— Дождись бригады.
Рина натянула робу.
— Я должна попытаться. Может, они живы, связаны. Я больше никому не дам сгореть заживо этой ночью.
Она выхватила из машины огнетушитель. Краем сознания она слышала голос О’Доннелла, кратко описывающего ситуацию и диктующего адрес. Он последовал за ней по пятам, пока она поднималась по ступеням крыльца.
— Может, он еще тут. — О’Доннелл держал в руке обнаженный ствол. — Я прикрою тебя сзади.
— Займись первым этажом! — не останавливаясь, крикнула Рина. — Я поднимусь.
На этот раз он оставил дверь открытой, отметила она. Словно приглашал войти, располагаться, чувствовать себя как дома. Рина переглянулась с О’Доннеллом, кивнула и ворвалась в дверь.
Внутри было темно, но кое-что можно было различить в серебристом свете луны, пробивающемся с улицы. Смутными тенями обрисовывались дверные проходы и мебель. Рина обвела все внутреннее пространство глазами. Дуло пистолета следовало за ее взглядом. Сердце билось в горле, а в груди лежал лед, пока она бежала вверх по лестнице туда, где дым стелился под потолком.

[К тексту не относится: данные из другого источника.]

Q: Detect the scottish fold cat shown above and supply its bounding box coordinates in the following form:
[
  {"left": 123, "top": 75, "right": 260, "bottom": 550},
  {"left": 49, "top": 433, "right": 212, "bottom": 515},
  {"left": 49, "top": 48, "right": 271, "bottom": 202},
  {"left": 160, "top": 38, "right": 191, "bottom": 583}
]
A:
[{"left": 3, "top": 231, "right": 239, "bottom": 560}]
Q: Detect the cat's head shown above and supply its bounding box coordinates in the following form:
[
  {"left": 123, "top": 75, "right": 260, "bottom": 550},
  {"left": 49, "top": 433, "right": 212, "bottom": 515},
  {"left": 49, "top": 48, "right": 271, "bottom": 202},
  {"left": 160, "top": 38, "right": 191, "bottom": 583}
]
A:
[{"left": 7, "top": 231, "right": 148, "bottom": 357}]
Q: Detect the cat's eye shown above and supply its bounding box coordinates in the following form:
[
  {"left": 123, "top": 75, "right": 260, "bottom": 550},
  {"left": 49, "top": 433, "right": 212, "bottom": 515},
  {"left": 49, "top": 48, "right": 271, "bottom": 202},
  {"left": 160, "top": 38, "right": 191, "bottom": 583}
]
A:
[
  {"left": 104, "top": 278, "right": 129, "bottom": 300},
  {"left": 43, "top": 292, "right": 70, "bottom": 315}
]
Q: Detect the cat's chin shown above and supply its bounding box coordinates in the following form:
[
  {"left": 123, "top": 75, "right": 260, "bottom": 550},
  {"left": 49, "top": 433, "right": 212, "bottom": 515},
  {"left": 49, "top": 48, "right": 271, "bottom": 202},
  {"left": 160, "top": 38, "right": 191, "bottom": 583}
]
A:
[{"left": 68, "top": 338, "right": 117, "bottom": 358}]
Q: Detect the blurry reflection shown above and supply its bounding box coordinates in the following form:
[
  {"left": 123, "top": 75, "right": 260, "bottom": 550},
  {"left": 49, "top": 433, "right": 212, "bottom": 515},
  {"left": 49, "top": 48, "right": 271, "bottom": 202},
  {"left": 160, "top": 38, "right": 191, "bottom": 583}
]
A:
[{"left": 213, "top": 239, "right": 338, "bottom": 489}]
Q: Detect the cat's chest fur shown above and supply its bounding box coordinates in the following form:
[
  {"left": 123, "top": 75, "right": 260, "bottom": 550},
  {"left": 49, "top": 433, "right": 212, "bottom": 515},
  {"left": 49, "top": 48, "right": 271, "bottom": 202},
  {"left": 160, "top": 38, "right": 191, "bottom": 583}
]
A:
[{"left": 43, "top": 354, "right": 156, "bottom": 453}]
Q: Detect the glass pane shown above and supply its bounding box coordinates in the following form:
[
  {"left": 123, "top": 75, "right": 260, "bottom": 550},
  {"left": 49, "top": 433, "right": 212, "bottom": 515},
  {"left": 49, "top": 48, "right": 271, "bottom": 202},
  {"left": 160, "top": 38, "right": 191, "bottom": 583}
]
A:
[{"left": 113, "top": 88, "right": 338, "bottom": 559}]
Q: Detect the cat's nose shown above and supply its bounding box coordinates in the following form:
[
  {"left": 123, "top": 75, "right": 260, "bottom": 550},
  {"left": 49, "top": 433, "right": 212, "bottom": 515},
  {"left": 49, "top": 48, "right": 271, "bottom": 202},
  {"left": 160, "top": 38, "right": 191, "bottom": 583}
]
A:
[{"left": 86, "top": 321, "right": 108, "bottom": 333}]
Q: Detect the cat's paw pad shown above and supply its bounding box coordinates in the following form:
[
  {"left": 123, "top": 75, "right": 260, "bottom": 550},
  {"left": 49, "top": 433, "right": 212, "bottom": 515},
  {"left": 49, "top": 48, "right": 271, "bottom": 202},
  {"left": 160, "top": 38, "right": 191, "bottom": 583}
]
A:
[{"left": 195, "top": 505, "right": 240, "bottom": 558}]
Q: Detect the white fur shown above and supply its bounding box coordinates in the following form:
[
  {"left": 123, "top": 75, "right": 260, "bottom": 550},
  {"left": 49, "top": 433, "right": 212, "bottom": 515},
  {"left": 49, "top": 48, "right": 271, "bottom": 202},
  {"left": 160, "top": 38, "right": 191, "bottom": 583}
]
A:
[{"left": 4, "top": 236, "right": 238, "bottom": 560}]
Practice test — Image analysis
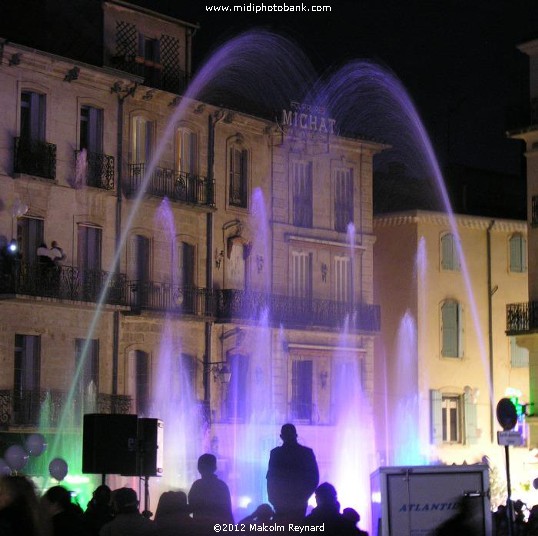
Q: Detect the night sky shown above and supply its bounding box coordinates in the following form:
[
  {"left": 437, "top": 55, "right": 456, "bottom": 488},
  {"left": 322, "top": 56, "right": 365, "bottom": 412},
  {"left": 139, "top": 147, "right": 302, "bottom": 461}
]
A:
[
  {"left": 4, "top": 0, "right": 538, "bottom": 218},
  {"left": 133, "top": 0, "right": 538, "bottom": 176}
]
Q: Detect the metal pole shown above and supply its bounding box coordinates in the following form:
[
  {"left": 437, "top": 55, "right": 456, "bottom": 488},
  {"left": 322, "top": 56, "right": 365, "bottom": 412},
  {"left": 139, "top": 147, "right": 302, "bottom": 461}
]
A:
[{"left": 504, "top": 445, "right": 513, "bottom": 536}]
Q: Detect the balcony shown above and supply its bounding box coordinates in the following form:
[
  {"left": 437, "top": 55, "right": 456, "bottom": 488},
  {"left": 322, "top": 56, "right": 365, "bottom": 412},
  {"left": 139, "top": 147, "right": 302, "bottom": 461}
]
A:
[
  {"left": 0, "top": 389, "right": 131, "bottom": 430},
  {"left": 75, "top": 150, "right": 114, "bottom": 190},
  {"left": 126, "top": 164, "right": 215, "bottom": 207},
  {"left": 127, "top": 281, "right": 215, "bottom": 317},
  {"left": 506, "top": 301, "right": 538, "bottom": 335},
  {"left": 0, "top": 259, "right": 127, "bottom": 305},
  {"left": 215, "top": 289, "right": 381, "bottom": 332},
  {"left": 13, "top": 138, "right": 56, "bottom": 180}
]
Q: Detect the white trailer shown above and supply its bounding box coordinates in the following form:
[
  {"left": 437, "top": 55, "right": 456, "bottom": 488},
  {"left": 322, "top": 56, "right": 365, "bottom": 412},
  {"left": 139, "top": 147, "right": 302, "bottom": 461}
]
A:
[{"left": 370, "top": 464, "right": 491, "bottom": 536}]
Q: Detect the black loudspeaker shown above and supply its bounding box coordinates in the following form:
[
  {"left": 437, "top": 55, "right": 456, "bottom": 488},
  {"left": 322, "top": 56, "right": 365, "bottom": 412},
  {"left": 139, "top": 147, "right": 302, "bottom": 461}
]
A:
[
  {"left": 82, "top": 413, "right": 138, "bottom": 475},
  {"left": 137, "top": 419, "right": 164, "bottom": 476}
]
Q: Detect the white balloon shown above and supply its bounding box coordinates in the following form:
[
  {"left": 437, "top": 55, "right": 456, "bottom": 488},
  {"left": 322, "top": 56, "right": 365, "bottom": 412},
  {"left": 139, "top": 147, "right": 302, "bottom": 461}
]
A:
[
  {"left": 25, "top": 434, "right": 47, "bottom": 456},
  {"left": 4, "top": 445, "right": 28, "bottom": 471},
  {"left": 49, "top": 458, "right": 67, "bottom": 482}
]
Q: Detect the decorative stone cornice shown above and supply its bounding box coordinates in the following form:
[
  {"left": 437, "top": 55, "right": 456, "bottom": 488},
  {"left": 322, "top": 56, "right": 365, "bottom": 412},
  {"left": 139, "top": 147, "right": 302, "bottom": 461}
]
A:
[{"left": 374, "top": 210, "right": 527, "bottom": 233}]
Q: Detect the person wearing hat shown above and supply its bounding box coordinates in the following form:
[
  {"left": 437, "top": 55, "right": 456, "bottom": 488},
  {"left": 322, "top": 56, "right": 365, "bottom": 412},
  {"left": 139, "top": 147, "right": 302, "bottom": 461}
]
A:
[
  {"left": 99, "top": 488, "right": 158, "bottom": 536},
  {"left": 267, "top": 423, "right": 319, "bottom": 522}
]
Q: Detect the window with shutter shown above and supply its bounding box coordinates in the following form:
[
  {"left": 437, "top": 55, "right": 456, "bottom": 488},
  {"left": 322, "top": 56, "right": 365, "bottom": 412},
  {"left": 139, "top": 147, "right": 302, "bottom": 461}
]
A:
[
  {"left": 441, "top": 233, "right": 460, "bottom": 271},
  {"left": 430, "top": 389, "right": 443, "bottom": 445},
  {"left": 441, "top": 300, "right": 463, "bottom": 357},
  {"left": 509, "top": 234, "right": 527, "bottom": 273}
]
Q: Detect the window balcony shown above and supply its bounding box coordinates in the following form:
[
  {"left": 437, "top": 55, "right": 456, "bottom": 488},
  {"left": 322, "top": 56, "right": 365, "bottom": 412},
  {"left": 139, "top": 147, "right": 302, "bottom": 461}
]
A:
[
  {"left": 13, "top": 138, "right": 56, "bottom": 180},
  {"left": 334, "top": 199, "right": 353, "bottom": 233},
  {"left": 0, "top": 259, "right": 127, "bottom": 305},
  {"left": 126, "top": 164, "right": 215, "bottom": 207},
  {"left": 293, "top": 195, "right": 313, "bottom": 229},
  {"left": 506, "top": 301, "right": 538, "bottom": 335},
  {"left": 0, "top": 389, "right": 131, "bottom": 430},
  {"left": 75, "top": 151, "right": 114, "bottom": 190},
  {"left": 211, "top": 289, "right": 381, "bottom": 332},
  {"left": 127, "top": 281, "right": 215, "bottom": 317}
]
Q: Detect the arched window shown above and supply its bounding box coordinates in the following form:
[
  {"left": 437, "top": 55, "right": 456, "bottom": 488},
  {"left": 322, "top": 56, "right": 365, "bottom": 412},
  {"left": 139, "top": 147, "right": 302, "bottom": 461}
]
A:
[
  {"left": 441, "top": 233, "right": 460, "bottom": 271},
  {"left": 228, "top": 144, "right": 248, "bottom": 208},
  {"left": 127, "top": 350, "right": 150, "bottom": 417},
  {"left": 176, "top": 127, "right": 198, "bottom": 175},
  {"left": 131, "top": 115, "right": 155, "bottom": 164},
  {"left": 441, "top": 300, "right": 463, "bottom": 357},
  {"left": 509, "top": 233, "right": 527, "bottom": 273}
]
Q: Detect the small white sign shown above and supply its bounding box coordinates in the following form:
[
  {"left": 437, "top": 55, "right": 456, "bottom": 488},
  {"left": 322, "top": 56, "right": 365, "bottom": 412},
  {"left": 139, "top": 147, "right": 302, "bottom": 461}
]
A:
[{"left": 497, "top": 430, "right": 523, "bottom": 447}]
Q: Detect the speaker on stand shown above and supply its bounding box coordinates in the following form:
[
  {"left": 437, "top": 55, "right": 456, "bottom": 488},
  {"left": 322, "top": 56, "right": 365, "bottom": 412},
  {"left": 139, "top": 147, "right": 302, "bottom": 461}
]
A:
[{"left": 82, "top": 413, "right": 138, "bottom": 482}]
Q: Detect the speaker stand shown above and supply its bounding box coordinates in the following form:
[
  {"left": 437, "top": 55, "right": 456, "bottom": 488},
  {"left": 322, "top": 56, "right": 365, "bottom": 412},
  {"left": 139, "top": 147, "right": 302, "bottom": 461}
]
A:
[{"left": 140, "top": 476, "right": 153, "bottom": 519}]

Дым собирался, густел, клубился, заваривался мутным настоем, пока она бежала. Рев огня напоминал свирепый грохот морского прибоя, и Рина знала, что этот прибой может превратиться в цунами. Она попробовала закрытую дверь на жар, обнаружила, что она холодна. Она бросилась вперед по коридору.

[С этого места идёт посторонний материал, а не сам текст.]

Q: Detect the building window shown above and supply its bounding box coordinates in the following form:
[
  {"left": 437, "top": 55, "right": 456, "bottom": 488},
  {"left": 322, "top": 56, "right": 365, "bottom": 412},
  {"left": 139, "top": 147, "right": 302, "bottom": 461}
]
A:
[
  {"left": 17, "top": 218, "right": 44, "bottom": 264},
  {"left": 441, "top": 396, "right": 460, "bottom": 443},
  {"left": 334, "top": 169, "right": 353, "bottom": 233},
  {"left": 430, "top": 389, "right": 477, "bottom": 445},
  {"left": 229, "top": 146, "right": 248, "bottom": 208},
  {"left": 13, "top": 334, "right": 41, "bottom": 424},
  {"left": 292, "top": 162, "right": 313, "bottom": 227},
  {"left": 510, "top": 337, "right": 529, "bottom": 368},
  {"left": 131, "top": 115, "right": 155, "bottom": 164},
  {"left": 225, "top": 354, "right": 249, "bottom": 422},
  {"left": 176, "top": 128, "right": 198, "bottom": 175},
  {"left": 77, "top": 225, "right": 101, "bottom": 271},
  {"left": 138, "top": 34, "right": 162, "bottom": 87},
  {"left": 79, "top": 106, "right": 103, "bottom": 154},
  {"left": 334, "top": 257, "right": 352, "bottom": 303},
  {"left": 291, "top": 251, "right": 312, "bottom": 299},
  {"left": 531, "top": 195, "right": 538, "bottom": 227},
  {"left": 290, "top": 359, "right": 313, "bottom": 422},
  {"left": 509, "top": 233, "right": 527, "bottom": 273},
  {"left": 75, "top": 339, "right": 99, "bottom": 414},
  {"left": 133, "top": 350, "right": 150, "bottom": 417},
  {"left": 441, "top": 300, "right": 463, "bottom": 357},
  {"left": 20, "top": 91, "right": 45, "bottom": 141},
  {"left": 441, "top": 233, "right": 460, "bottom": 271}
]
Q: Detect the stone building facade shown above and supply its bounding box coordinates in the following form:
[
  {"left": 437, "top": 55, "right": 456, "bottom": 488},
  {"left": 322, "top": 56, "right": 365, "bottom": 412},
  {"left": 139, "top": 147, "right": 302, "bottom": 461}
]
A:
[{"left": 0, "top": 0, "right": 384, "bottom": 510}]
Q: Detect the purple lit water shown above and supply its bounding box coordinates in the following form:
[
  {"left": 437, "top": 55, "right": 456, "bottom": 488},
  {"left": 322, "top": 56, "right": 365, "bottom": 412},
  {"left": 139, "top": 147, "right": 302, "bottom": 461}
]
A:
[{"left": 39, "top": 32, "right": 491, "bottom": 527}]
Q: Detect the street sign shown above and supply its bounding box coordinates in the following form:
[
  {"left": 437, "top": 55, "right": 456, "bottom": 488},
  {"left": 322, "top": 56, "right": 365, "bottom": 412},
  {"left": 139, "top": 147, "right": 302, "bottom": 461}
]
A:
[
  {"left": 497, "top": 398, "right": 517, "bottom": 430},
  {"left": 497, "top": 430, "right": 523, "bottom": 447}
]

Огонь плясал на потолке у нее над головой, окружал следующий дверной проем чем-то вроде золотистой рамы. Он стал подбираться к ее башмакам. С испуганным криком Рина направила на пламя пену из огнетушителя. Снаружи уже доносился вой сирен. Но никто в доме не откликнулся на ее крики. Собрав в кулак все свое мужество, она бросилась вперед сквозь огненную стену.
Комната пылала. Огонь поднимался с пола, взбирался по комоду, где ваза с цветами уже была охвачена огнем. На мгновение Рина застыла, окруженная огнем, ослепленная его блеском и фантастическим жаром, его красками и движением, его силой.

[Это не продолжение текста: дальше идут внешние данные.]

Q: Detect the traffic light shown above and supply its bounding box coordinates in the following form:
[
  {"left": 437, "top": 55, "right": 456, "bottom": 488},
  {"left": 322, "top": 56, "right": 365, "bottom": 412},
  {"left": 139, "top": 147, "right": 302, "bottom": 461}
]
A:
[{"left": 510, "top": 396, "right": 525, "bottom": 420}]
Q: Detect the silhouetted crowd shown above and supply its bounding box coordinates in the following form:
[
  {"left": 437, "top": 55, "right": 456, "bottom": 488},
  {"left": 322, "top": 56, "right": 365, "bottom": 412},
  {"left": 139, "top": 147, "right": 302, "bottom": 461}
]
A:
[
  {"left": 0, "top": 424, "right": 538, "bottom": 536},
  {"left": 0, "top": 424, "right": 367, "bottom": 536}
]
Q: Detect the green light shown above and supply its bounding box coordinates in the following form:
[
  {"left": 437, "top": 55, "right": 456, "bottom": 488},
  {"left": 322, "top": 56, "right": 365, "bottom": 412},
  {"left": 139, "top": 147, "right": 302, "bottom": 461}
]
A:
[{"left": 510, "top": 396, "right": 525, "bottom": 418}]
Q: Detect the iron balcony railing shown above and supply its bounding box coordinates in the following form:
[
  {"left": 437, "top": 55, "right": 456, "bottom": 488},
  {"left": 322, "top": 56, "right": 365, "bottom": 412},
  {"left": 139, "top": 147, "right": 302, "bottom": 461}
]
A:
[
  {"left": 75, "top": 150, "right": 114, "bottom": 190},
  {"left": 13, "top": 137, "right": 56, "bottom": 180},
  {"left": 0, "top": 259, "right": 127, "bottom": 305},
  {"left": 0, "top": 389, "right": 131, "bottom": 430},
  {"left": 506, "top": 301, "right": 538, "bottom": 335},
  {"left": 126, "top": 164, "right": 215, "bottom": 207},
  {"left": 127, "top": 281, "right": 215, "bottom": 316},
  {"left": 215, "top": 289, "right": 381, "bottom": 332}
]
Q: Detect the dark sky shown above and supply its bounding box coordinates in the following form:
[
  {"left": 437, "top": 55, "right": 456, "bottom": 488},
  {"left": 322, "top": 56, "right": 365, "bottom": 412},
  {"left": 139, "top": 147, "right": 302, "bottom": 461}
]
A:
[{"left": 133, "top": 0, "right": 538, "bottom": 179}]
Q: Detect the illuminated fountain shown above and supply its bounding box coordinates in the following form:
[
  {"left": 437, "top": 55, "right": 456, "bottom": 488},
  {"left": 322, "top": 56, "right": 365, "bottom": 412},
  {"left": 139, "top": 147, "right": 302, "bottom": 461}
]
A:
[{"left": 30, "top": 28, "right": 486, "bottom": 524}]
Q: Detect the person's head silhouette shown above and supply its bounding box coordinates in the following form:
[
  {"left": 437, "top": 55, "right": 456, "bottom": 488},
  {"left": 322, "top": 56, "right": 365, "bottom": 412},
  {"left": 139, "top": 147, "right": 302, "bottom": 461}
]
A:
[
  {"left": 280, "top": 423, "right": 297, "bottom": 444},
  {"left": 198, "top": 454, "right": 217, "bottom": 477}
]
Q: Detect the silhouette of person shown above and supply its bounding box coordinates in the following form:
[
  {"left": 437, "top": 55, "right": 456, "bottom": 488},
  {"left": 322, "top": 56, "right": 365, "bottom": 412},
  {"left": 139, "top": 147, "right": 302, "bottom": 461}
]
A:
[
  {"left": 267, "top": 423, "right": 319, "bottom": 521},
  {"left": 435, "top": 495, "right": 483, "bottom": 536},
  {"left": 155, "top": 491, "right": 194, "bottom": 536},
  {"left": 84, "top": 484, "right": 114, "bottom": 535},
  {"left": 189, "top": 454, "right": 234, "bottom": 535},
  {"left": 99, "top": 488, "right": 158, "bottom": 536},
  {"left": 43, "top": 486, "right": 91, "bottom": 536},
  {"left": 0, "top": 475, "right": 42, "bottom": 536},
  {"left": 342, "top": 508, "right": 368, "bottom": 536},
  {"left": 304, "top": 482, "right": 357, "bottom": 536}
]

Она знала, что ее маленький огнетушитель выглядит жалким и смешным в сравнении с его неистовой страстью. А главное, она уже опоздала. Безнадежно опоздала.
Джоуи не поджег постель. На этот раз он приготовил ей целую мизансцену. Он хотел, чтобы она это увидела.
Разумеется, он их скомпоновал. После того, как пристрелил. Он усадил их обоих, прислонив к спинке кровати. Казалось, они наблюдают. Зрители, завороженные насмерть величием огня.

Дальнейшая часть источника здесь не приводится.